Background
Trevelyan was born in London, England, the oldest of three children.
Trevelyan was born in London, England, the oldest of three children.
Educated at Parliament Hill School in North London, Trevelyan graduated with a first class degree in politics from Bristol University.
She was the British Broadcasting Corporation"s United Nations correspondent from May 2006 until 2009. She then gained a postgraduate diploma in journalism from the University of Wales College, Cardiff, in 1991. She began her career as a general reporter for London Newspaper Group in 1991, on titles including the Hammersmith Chronicle.
She then joined Channel 4 as a researcher on A Week In Politics in 1992.
She moved to the British Broadcasting Corporation in 1993, initially taking roles as a researcher for Breakfast News and as an assistant producer for Newsnight before becoming a reporter for On The Record in 1994, where she covered the Ireland Republican Army ceasefire and Northern Ireland peace process. In 1998, Trevelyan shifted her focus to political reporting, covering Westminster, the 2001 general election and the run-up to the invasion in Iraq.

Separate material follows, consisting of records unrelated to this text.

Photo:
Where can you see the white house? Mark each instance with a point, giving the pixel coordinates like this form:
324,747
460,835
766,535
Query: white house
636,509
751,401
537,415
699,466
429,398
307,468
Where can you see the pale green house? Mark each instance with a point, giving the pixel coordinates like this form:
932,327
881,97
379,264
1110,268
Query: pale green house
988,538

From 2009-2012 Laura was a British Broadcasting Corporation correspondent based in New York, covering everything from the row over the proposed mosque at ground zero to Haiti"s cholera epidemic. After three years as the British Broadcasting Corporation"s New York correspondent, Trevelyan joined British Broadcasting Corporation World News America as an anchor/correspondent.

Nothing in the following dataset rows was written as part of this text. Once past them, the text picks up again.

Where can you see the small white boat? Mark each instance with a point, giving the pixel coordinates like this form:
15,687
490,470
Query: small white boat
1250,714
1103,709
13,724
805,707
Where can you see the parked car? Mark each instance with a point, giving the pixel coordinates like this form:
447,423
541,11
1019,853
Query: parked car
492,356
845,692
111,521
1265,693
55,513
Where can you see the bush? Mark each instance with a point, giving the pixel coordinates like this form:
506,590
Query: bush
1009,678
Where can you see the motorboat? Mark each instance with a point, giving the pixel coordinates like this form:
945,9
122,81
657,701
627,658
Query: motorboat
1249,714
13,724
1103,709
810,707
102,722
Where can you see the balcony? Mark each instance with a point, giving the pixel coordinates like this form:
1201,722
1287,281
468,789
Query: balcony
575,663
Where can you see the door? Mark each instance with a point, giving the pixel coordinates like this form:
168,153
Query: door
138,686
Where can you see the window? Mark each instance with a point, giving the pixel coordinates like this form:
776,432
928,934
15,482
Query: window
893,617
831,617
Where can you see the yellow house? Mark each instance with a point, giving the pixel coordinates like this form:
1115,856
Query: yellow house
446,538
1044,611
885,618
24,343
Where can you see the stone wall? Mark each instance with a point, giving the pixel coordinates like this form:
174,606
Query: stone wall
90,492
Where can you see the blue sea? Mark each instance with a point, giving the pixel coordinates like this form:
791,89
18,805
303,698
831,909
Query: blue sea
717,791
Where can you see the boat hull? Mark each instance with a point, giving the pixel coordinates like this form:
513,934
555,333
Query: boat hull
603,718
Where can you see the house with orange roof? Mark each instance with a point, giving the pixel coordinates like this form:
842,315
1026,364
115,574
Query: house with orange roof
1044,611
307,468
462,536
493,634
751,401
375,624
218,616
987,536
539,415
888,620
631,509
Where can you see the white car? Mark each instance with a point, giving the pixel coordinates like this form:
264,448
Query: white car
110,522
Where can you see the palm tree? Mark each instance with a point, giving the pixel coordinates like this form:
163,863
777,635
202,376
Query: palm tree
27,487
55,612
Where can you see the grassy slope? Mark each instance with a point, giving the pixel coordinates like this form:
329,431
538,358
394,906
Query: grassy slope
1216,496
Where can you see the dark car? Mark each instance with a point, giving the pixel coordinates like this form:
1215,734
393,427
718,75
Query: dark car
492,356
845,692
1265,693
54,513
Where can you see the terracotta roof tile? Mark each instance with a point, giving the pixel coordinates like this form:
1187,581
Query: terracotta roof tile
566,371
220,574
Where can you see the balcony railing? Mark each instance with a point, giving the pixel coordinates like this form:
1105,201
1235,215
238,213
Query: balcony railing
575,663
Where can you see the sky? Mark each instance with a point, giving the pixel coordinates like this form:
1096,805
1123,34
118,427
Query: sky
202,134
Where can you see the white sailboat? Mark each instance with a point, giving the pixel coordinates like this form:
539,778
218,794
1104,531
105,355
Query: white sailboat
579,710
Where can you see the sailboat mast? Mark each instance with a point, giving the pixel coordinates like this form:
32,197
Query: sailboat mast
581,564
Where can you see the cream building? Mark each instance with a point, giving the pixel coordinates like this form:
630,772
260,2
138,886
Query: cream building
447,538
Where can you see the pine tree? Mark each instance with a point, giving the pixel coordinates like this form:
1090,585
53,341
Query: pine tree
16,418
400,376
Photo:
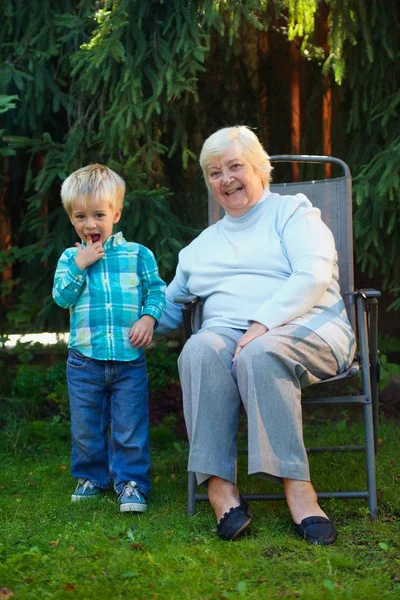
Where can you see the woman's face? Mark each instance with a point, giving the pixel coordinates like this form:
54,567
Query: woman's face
234,182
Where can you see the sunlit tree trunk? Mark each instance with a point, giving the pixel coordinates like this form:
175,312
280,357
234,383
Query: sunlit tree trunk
295,105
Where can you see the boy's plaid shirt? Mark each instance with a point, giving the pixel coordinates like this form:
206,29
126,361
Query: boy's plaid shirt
108,297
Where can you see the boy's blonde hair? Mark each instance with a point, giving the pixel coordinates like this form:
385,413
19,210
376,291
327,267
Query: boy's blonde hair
242,139
93,182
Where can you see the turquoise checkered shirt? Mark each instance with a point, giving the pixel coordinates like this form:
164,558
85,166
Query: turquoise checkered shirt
108,297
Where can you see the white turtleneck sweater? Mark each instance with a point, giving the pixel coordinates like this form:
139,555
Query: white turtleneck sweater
277,264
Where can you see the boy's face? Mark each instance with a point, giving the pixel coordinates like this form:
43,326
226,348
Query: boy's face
94,221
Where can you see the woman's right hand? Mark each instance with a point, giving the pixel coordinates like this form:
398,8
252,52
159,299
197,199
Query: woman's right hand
255,330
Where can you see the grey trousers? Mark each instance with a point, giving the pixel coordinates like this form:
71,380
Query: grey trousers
267,377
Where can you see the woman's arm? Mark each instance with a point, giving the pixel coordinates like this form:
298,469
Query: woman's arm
309,246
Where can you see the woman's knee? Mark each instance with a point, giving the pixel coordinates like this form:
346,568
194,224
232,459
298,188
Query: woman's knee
201,345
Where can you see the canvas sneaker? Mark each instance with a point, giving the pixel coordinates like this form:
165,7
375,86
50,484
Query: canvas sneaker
131,500
85,489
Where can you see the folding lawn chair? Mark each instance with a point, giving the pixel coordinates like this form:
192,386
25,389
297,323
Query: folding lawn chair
333,197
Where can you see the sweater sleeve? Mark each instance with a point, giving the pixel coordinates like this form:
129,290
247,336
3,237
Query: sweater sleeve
153,299
69,280
310,249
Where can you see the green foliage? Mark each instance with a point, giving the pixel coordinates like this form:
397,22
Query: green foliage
162,366
52,548
138,86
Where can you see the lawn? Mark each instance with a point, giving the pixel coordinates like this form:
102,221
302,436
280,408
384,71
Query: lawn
51,548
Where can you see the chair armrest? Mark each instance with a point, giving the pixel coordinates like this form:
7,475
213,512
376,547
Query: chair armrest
191,299
367,293
191,312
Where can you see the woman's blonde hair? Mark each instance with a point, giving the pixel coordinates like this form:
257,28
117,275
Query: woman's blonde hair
245,141
93,182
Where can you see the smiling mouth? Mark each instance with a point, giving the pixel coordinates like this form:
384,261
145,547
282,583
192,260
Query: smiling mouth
230,192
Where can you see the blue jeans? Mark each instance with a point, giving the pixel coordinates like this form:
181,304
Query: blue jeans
109,395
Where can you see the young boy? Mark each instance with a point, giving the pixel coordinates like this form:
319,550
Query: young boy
115,297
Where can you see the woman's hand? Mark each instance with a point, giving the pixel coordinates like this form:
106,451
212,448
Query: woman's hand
141,332
255,330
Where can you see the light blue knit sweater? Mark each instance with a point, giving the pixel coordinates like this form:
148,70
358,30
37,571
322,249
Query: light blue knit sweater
276,264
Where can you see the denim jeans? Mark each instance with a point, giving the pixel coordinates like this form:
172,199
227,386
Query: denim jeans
109,421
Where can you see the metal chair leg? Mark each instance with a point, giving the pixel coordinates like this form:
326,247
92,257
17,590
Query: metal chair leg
191,493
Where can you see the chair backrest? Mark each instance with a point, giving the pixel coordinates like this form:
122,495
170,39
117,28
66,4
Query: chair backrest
334,199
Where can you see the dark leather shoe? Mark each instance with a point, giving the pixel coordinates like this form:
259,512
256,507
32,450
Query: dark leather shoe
317,530
234,522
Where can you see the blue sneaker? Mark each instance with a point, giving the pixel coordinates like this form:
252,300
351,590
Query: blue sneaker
85,489
131,500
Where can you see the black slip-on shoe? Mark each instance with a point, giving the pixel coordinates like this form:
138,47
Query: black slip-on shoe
317,530
234,522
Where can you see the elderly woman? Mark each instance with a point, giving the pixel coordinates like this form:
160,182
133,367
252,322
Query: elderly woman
273,323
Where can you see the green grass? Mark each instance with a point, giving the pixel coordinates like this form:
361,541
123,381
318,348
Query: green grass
50,548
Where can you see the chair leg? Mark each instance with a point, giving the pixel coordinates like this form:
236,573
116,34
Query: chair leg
370,458
191,493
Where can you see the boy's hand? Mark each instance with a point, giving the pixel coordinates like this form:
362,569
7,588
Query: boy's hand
89,255
141,332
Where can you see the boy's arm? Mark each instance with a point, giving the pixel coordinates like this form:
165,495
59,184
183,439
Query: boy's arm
153,300
69,280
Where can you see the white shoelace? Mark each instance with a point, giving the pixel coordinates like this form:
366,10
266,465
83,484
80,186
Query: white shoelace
86,483
131,490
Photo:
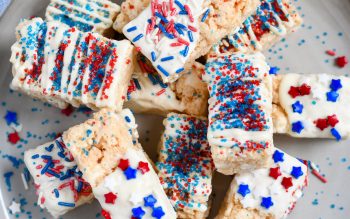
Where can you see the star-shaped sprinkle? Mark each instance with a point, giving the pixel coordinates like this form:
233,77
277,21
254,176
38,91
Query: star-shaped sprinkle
297,127
278,156
110,198
243,189
275,172
105,214
332,96
297,107
287,182
138,212
297,172
130,173
332,120
11,117
336,134
336,84
15,207
123,164
13,138
143,167
266,202
158,212
150,201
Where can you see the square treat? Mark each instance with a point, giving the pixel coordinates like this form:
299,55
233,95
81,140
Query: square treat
273,20
240,107
185,165
57,178
312,105
268,192
113,162
63,65
148,94
87,16
173,34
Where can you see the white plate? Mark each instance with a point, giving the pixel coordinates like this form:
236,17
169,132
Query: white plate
327,26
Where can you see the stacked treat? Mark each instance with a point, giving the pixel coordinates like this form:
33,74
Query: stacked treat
220,115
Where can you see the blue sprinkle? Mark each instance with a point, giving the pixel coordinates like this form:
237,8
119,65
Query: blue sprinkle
66,204
154,57
205,15
138,37
161,69
336,134
131,29
168,58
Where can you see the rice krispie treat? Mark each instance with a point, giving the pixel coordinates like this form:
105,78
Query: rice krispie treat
57,178
122,179
148,94
240,107
87,16
185,166
266,193
59,64
173,34
273,20
312,105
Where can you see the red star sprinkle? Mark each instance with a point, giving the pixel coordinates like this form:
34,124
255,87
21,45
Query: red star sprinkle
332,120
143,167
341,61
287,182
123,164
321,124
105,214
275,172
13,138
110,198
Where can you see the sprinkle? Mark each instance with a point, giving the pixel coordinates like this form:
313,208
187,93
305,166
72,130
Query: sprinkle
130,173
138,37
150,201
266,202
131,29
161,69
278,156
332,96
243,189
168,58
66,204
297,127
154,57
205,15
110,198
336,134
138,212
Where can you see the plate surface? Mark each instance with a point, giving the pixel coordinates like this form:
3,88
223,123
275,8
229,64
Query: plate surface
326,27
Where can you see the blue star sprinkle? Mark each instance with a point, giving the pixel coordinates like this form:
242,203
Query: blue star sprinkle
243,189
11,117
336,134
297,107
130,173
150,201
297,172
332,96
273,70
266,202
278,156
297,127
158,212
335,84
138,212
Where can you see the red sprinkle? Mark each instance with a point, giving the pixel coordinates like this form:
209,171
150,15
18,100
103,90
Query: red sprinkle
341,61
13,138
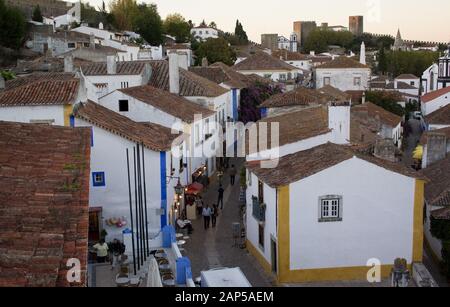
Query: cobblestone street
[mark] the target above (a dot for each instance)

Since joining WNA, Laura has anchored live on location covering the Boston bombing, the Cleveland kidnapping rescue and the Oklahoma tornado.
Personal life.
She was a political correspondent for British Broadcasting Corporation News from 1999 and was based in London until her move to the United States in 2004 to cover the presidential election. From 2006-2009 Trevelyan covered the United Nations, traveling to Darfur, Congo, Burma and Sri Lanka and was the first journalist to interview Secretary General Ban Ki Moon.